Obviously his big frame was one of the reasons he did not get the low strike but also technique-wise, he wasn’t taught was is being used now — going from underneath the pitch to bring it to the middle.

Here’s an example:

 

His glove comes down to the pitch and then back up. 

Some umpires are better than others at calling a zone but a catcher’s movements win/lose strikes at the edges.  

Posted

Catching has to be the most physically demanding position in baseball. Just squatting down the way they do and the wear it puts on their legs. Not to mention the foul tips and occasional smack from a big backswing. Joe was thought of a lot higher nationally then locally. I really don't know why.

Posted
47 minutes ago, Karbo said:

Catching has to be the most physically demanding position in baseball. Just squatting down the way they do and the wear it puts on their legs. Not to mention the foul tips and occasional smack from a big backswing. Joe was thought of a lot higher nationally then locally. I really don't know why.

I'm continually amazed at how little knowledge many folks have about the rigors of catching. As a left-handed pitcher i had a ton of very poor catchers and a few great ones but i respected their position. Then one day when i was near 40 (men's league0 our catchers were missing (injured or could not make it) and I suited up. I wound up catching over a 100 games and gained a mild test of the stress of the position. I think I lost a handful of toenails and the knees took a beating too. Ten years of catching is easily twenty years at any other position. 

Posted

Soft hands, rocket arm and extremely athletic behind the plate. I don’t care about some nebulous thing like framing. Kind of an odd thing to write about given the occasion. 

Posted

Great point Matthew. Mauer's heart was in catching. He was catcher that was great at hitting. That's the position he loved & where he felt he could best help the club. Hitting came easy for him, catching came harder although he had the soft hands & rocket arm that are required for being a catcher yet he worked hard at it & took pride in it,

Posted

I remember Tom Kelly saying during Joe's first spring training that if he was not playing catcher he would be a major league guy already.  He said he most likely could have hit at MLB level right out of high school, but he was not ready to catch at MLB level yet.  I think players and teams choose to take guys off of catcher for two reasons, one if they are a top offensive guy they want to make sure their bat is in lineup each day, and do not want to be worn down from catching.  Two, they cannot defend it at a good enough level.  

One main reason catchers are not common in hall is they generally do not put up the offense required, and unlike CF or SS, their defense is not on major display with flashy plays.  A good defensive catcher generally is not talked about a ton, because teams hardly try to steal on them, and they do not give up passed balls.  Where guys like Ozzie Smith, who were terrible offensive guy, but was one of, if not, the best defensive SS of all time and would make you go wow with many of his plays. If you could not see his amazing plays, and he was sitting behind the plate being top defensive catcher of all time, he may not make HOF. 

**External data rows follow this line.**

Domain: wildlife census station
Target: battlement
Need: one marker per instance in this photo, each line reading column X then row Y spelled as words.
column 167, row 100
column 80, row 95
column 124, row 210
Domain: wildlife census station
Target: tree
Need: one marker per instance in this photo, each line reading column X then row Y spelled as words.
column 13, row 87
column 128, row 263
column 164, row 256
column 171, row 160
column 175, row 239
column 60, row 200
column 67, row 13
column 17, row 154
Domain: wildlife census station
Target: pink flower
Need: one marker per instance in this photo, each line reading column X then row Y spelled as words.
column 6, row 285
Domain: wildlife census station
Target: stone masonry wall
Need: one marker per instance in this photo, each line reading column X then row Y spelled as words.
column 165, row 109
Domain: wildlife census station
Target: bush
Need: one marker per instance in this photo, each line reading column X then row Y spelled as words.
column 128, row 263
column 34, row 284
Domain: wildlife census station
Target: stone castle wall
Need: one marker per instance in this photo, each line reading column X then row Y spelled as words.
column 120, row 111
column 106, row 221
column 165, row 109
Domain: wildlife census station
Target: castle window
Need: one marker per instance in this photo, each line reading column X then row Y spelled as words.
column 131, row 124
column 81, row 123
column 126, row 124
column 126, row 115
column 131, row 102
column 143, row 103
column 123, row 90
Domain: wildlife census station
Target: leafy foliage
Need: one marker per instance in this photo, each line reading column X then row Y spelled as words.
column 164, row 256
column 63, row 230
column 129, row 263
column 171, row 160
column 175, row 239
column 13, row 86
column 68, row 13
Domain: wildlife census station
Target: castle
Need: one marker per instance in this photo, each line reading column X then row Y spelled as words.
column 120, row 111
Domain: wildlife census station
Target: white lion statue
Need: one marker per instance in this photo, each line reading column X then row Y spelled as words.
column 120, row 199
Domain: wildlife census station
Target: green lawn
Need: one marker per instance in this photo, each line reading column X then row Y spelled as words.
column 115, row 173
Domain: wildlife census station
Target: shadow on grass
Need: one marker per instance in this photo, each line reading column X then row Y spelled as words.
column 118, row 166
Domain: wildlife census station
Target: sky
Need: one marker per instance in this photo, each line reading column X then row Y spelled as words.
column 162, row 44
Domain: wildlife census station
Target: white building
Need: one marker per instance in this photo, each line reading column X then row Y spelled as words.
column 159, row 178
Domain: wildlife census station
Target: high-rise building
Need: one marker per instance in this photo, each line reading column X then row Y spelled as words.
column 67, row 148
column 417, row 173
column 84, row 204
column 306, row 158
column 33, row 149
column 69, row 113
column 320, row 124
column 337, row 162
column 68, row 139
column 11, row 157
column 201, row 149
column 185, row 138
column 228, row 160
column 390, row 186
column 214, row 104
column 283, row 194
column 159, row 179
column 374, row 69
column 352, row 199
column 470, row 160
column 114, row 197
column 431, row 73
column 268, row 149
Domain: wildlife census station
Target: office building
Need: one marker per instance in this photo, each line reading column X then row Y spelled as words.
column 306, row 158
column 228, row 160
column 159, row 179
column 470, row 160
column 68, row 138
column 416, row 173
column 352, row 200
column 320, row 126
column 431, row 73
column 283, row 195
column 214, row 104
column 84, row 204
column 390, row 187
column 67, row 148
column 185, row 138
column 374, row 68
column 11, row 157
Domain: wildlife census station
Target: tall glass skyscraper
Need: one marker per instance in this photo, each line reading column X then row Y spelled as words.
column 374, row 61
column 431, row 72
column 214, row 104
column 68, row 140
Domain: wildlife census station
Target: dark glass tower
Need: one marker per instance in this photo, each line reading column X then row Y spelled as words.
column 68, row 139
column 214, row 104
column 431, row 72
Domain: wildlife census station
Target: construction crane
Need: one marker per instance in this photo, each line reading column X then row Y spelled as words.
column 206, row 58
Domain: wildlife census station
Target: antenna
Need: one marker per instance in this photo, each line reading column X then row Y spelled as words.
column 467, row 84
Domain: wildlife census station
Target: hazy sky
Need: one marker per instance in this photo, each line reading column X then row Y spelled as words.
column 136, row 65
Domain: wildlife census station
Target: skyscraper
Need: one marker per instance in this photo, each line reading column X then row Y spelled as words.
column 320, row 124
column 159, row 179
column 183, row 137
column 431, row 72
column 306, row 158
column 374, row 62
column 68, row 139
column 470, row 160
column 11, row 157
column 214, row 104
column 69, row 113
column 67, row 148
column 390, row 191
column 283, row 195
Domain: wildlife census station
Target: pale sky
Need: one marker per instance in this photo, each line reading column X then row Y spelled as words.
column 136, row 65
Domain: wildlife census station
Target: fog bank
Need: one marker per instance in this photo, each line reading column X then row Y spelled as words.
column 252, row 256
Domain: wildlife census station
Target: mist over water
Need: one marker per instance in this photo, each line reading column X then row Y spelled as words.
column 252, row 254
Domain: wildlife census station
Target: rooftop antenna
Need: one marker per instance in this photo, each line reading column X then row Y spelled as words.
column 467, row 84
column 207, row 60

Good for Joe, he deserved to be in HOF, and I was worried he was not going to get in, at least not right away, because he got moved off catcher and his overall counting numbers did not warrant HOF if not by a catcher.  The fact in his prime at catcher he was one top hitting catchers ever is what got him in.  It is possible if he did not play catcher but a different position he could have put up even better numbers over his career. It is possible he could still be playing even.